Fujitsu, Carnegie Mellon develop AI-based facial expression recognition technology
Japanese company Fujitsu in collaboration with Carnegie Mellon University School of Computer Science has developed an AI facial expression recognition technology that instantly recognizes subtle changes in facial expressions, such as uncomfortable or nervous laughter, or confusion, the company announced.
So far technologies that read human emotion usually detected clear changes in facial expression and have been used in automatic extraction of highlight scenes in videos and enhancing robots’ reactions. Human emotions are hard for computers to read, so to identify subtle facial changes, Fujitsu has integrated the technology with Action Units (AUs) of as many as 30 types based on movements associated with each facial muscle, including cheeks and eyebrows.
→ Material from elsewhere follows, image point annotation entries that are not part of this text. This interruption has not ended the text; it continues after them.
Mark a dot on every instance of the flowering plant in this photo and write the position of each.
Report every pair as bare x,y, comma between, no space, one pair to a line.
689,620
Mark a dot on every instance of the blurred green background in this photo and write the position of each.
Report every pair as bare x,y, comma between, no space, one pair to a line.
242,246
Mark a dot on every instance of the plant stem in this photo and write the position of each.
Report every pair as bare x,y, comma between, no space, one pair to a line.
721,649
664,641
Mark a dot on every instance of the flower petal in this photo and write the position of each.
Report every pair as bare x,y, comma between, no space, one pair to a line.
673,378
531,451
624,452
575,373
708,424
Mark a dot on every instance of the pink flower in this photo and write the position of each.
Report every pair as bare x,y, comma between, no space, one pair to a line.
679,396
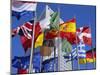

To achieve high accuracy, deep learning techniques would have to leverage large amounts of data, yet this is not always possible in real-life situations because faces are captured at different angles, sizes, and positions, according to the announcement.
The technology developed by Fujitsu will adapt different normalization processes for each facial image to overcome the complication of obtaining large data troves to train detection models for each facial expression, as it would appear in real-world applications. Fujitsu explains even if the subject’s face is in a different angle and not facing the system, the technology will adjust the image and still be able to train the model with limited data. The technology could be use used in a number of real-world scenarios, such as employee engagement and workplace safety.
Fujitsu and the Carnegie Mellon University School of Computer Science developed this normalization process to adjust the face for better resemblance of the frontal image and to analyze significant regions that affect AU detection for each AU. Fujitsu says the technology has obtained an accuracy rate of 81 percent and claims it is more accurate than others on the market. Future plans include integrating the technology for teleconferencing support, employee engagement measurement, and driver monitoring.
Facial behavior analysis of tics such as raised brows, nose wrinkles, jaw movement, and pressed lips have been used by researchers at the University of California Berkeley and University of Southern California to detect deepfake videos.